Assume a grey-scale 2D image which can mathematically be described as a matrix. Generalizing the concept of a matrix results in theory about tensors (informally you can think of a multidimensional array). I.e. a RGB 2D image is represented as a tensor of size [width, height, 3]. Further a RGB 3D Image is represented as a tensor of size [width, height, depth, 3]. Moreover and like in the case of matrices you can also perform tensor-tensor multiplications.
For instance consider the typical neural network with 2D images as input. Such a network does basically nothing else than matrix-matrix multiplications (despite of the elementwise non-linear operations at nodes). In the same way a neural network operates on tensors by performing tensor-tensor multiplications.

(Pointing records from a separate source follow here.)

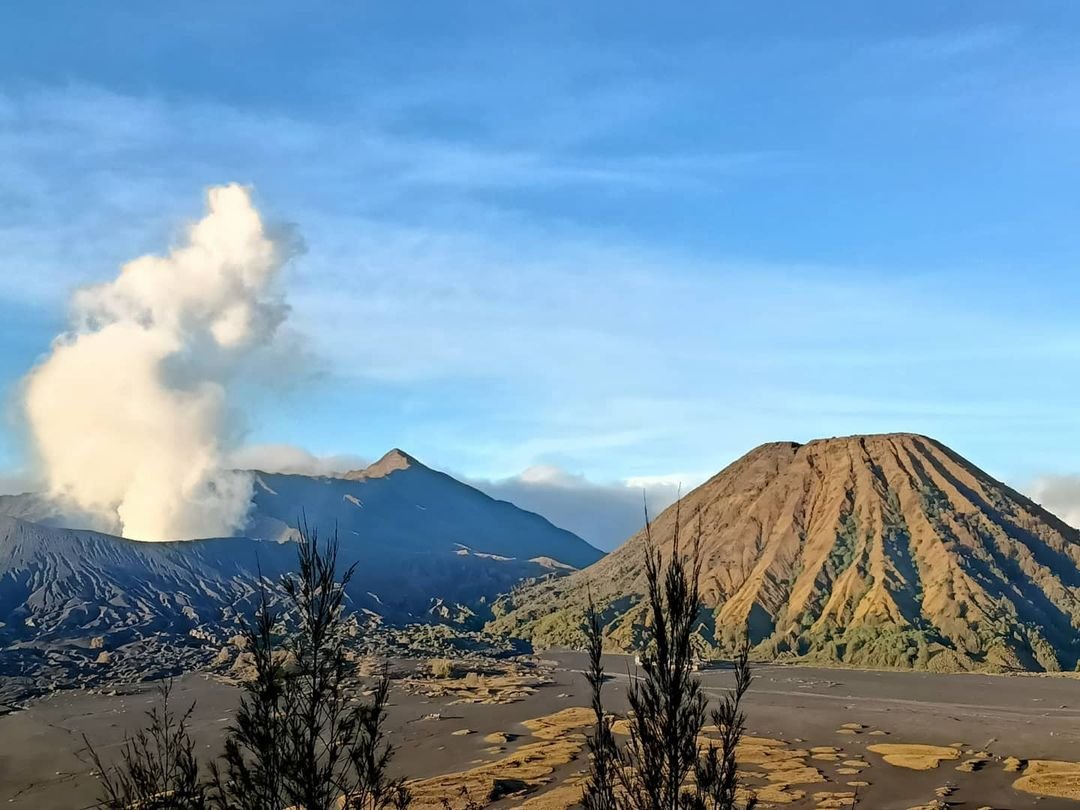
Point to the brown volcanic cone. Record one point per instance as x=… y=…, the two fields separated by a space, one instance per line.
x=879 y=551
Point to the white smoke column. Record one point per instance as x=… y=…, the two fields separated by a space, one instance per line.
x=127 y=412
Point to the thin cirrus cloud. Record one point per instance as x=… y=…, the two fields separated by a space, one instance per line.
x=508 y=252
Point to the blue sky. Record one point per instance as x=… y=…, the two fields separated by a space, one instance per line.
x=599 y=241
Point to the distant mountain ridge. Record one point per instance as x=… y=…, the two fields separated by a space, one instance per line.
x=880 y=551
x=428 y=548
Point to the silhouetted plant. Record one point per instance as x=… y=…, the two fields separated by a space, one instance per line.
x=667 y=705
x=300 y=738
x=253 y=774
x=158 y=768
x=717 y=774
x=599 y=785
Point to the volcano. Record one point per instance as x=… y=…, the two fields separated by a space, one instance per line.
x=882 y=551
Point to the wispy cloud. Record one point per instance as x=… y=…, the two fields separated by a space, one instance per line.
x=603 y=513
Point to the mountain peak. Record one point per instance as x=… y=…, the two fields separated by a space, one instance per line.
x=882 y=550
x=392 y=461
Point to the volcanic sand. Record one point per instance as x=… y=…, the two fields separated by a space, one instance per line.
x=794 y=755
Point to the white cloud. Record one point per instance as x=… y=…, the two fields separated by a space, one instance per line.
x=604 y=514
x=1058 y=494
x=127 y=413
x=286 y=458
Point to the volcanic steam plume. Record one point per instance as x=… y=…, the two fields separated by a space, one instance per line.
x=127 y=413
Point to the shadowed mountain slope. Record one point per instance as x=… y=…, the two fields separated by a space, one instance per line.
x=427 y=547
x=880 y=551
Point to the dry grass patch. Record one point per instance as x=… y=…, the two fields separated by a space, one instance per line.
x=554 y=726
x=913 y=756
x=448 y=680
x=528 y=768
x=1051 y=778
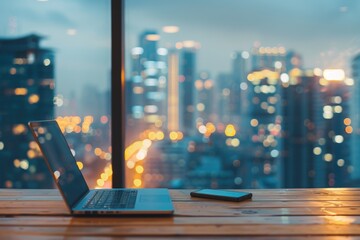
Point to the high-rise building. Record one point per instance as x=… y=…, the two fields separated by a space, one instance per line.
x=300 y=103
x=332 y=150
x=355 y=120
x=149 y=81
x=205 y=101
x=173 y=97
x=26 y=93
x=187 y=81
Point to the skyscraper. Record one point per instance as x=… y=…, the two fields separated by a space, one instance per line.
x=355 y=120
x=149 y=81
x=187 y=81
x=27 y=93
x=332 y=152
x=300 y=100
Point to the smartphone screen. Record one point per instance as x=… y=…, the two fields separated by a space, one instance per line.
x=221 y=194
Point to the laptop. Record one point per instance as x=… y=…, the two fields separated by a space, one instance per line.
x=76 y=193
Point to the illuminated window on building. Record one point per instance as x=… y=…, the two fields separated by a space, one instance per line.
x=54 y=64
x=242 y=94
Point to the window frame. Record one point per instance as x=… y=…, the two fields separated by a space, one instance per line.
x=117 y=93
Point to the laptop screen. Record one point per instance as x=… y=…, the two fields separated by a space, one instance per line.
x=60 y=160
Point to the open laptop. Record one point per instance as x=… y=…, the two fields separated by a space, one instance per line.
x=71 y=183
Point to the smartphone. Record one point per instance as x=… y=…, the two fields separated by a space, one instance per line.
x=221 y=195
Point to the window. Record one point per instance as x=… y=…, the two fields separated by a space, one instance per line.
x=241 y=94
x=55 y=63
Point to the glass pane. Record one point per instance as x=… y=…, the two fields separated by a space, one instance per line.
x=242 y=94
x=55 y=63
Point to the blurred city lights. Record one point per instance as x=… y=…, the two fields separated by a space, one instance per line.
x=334 y=74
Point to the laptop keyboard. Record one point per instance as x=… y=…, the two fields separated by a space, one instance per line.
x=105 y=199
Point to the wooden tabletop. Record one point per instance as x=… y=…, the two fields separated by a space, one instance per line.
x=271 y=214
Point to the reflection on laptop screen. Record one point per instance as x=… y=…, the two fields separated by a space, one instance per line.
x=61 y=161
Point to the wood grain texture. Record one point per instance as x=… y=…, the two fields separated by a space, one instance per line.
x=271 y=214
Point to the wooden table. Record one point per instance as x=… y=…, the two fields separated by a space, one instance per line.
x=271 y=214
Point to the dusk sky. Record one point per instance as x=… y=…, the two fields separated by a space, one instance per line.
x=325 y=32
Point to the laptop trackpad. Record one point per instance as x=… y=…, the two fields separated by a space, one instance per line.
x=154 y=198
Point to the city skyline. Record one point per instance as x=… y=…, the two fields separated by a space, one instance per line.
x=325 y=38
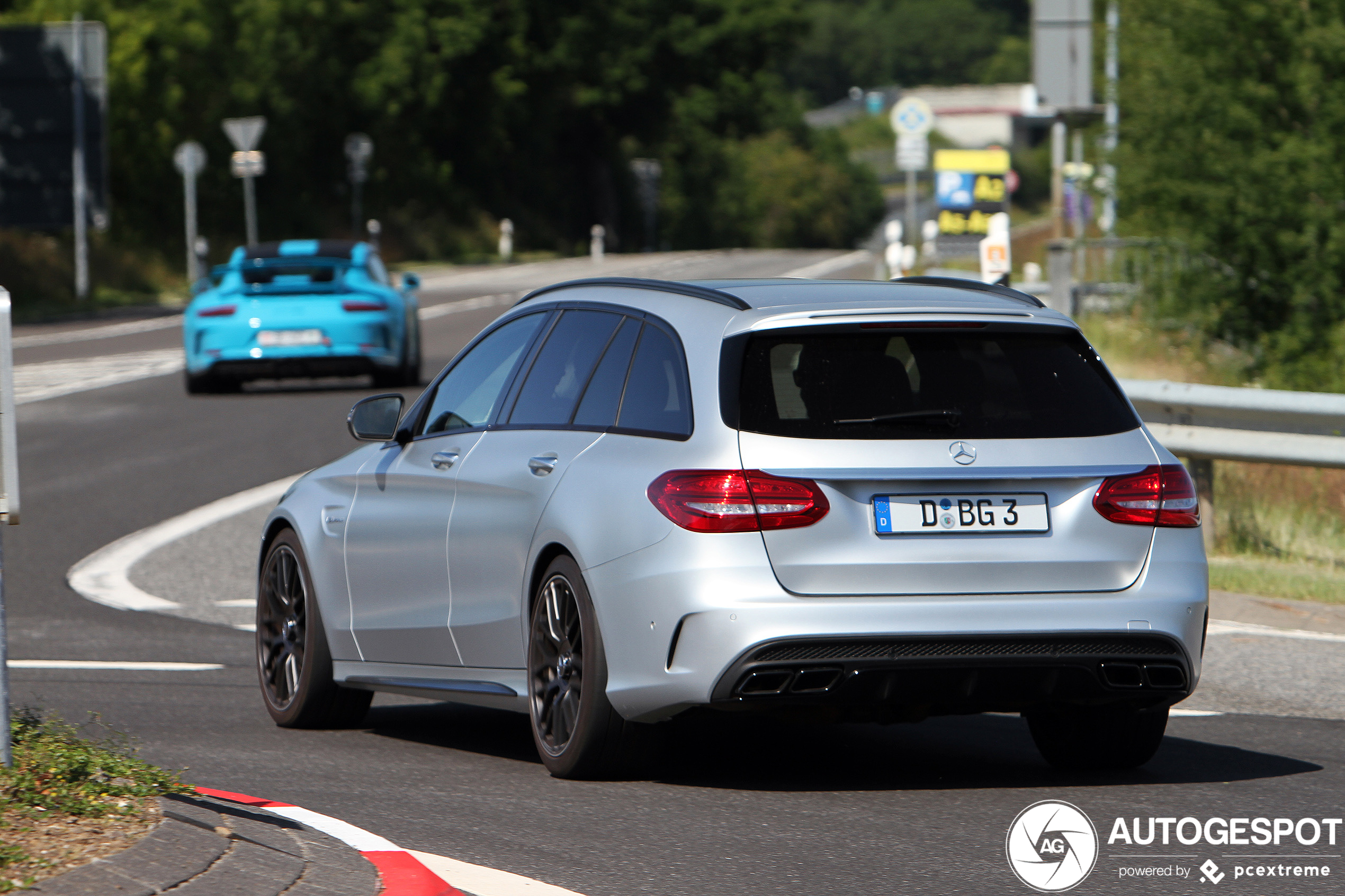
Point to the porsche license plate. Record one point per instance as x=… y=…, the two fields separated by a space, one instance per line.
x=940 y=513
x=290 y=338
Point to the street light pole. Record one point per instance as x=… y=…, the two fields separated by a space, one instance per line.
x=360 y=150
x=1113 y=119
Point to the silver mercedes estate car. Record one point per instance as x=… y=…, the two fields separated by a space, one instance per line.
x=846 y=500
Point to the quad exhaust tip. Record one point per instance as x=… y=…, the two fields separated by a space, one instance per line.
x=1134 y=675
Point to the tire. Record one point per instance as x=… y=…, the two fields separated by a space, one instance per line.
x=1100 y=738
x=293 y=662
x=576 y=730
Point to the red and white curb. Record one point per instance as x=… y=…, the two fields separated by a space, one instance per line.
x=404 y=872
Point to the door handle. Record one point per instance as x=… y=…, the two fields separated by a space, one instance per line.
x=542 y=464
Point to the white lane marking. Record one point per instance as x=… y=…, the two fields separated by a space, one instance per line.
x=51 y=379
x=97 y=332
x=1229 y=627
x=470 y=304
x=113 y=664
x=103 y=575
x=823 y=268
x=481 y=880
x=342 y=830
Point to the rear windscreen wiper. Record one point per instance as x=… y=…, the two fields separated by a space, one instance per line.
x=950 y=417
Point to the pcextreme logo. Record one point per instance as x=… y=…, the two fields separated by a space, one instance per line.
x=1052 y=845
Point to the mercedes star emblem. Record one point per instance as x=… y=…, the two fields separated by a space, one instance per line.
x=962 y=453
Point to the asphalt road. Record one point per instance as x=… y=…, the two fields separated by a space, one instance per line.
x=746 y=808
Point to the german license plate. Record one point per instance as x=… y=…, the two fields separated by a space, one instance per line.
x=290 y=338
x=939 y=513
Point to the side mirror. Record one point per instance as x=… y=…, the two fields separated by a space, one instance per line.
x=374 y=418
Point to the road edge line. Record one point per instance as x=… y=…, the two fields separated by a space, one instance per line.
x=400 y=872
x=104 y=575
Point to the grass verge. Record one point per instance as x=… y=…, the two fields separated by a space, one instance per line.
x=1279 y=530
x=69 y=800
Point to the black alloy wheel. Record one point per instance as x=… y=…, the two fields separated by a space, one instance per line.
x=282 y=627
x=577 y=731
x=293 y=660
x=556 y=664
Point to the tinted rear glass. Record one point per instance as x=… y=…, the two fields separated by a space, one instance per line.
x=945 y=383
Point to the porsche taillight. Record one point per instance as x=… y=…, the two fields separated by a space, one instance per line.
x=738 y=500
x=1156 y=496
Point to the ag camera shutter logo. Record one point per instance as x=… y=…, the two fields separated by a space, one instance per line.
x=1052 y=847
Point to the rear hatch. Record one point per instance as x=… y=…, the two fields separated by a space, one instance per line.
x=960 y=457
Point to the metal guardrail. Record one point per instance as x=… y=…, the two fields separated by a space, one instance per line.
x=1227 y=423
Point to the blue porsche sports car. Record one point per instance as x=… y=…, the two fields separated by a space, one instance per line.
x=302 y=308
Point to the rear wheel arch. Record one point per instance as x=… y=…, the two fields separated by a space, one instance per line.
x=544 y=559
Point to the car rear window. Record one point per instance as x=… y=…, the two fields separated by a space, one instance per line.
x=928 y=385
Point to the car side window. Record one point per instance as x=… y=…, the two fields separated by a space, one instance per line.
x=562 y=368
x=377 y=271
x=657 y=395
x=603 y=395
x=467 y=397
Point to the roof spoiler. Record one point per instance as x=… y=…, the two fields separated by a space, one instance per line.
x=957 y=283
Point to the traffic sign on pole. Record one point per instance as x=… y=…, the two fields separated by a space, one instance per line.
x=190 y=159
x=912 y=117
x=248 y=163
x=912 y=152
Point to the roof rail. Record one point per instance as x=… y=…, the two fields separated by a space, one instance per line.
x=641 y=283
x=957 y=283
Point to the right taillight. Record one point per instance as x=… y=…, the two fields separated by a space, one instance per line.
x=1156 y=496
x=738 y=500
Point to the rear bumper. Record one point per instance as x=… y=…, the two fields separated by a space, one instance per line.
x=907 y=679
x=297 y=367
x=686 y=620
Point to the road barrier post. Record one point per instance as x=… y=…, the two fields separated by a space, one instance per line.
x=8 y=500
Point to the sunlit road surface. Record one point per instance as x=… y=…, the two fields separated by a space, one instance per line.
x=748 y=807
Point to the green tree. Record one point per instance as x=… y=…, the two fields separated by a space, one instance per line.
x=1234 y=147
x=518 y=108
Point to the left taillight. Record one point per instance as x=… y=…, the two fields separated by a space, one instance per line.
x=1160 y=495
x=738 y=500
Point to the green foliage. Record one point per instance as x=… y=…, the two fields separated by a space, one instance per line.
x=57 y=770
x=871 y=43
x=518 y=108
x=1231 y=124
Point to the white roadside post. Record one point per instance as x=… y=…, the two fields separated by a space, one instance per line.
x=996 y=260
x=892 y=253
x=248 y=163
x=190 y=159
x=8 y=500
x=912 y=120
x=598 y=236
x=930 y=230
x=360 y=150
x=80 y=180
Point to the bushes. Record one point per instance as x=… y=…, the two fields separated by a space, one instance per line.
x=1231 y=147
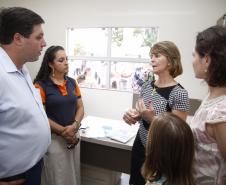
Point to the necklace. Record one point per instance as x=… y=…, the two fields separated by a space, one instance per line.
x=154 y=90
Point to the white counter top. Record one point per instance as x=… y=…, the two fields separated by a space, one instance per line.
x=99 y=131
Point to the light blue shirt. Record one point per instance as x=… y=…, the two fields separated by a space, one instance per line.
x=24 y=127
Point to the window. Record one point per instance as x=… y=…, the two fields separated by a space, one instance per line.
x=110 y=58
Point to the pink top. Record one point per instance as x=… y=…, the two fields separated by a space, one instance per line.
x=210 y=166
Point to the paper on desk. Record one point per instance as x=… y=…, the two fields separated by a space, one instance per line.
x=107 y=128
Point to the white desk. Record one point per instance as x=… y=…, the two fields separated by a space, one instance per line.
x=99 y=150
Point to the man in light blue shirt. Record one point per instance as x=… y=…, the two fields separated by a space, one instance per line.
x=24 y=127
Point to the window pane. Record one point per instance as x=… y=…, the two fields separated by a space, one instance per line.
x=92 y=74
x=87 y=42
x=133 y=42
x=127 y=76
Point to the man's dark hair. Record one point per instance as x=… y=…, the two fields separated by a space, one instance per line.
x=17 y=20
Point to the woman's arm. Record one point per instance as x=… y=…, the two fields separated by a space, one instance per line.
x=219 y=131
x=55 y=127
x=182 y=114
x=80 y=110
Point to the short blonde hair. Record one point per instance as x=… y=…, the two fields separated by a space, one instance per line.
x=172 y=53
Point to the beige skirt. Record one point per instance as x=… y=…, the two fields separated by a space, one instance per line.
x=61 y=165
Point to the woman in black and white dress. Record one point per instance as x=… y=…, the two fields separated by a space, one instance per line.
x=163 y=95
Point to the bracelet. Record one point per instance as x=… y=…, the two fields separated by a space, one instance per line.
x=77 y=123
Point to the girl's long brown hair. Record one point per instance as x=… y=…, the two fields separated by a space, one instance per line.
x=169 y=151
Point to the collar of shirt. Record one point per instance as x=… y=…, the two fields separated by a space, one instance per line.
x=8 y=64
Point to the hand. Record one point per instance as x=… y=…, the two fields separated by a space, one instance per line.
x=69 y=131
x=74 y=142
x=146 y=113
x=131 y=116
x=15 y=182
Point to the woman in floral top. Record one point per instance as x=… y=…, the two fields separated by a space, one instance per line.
x=209 y=122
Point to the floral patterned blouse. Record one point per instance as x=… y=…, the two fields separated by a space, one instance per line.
x=210 y=165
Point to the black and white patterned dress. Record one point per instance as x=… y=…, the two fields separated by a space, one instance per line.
x=164 y=99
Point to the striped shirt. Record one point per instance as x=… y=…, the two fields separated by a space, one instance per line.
x=164 y=99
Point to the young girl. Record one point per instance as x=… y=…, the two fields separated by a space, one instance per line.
x=169 y=152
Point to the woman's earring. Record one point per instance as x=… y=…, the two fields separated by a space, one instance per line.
x=53 y=73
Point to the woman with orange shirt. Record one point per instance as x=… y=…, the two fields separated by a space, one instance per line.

Now back to your question of feature extraction: Indeed the problem of tensors are their high dimensionality. Hence modern research problems regard the efficient decomposition of tensors retaining the initial (most meaningful) information. In order to extract features from tensors a tensor decomposition approach might be a good start in order to reduce the rank of the tensor. A few papers on tensors in machine learning are:
Tensor Decompositions for Learning Latent Variable Models
Supervised Learning With Quantum-Inspired Tensor Networks
Optimal Feature Extraction and Classification of Tensors via Matrix Product State Decomposition
Hope this helps, even though the math behind is not easy.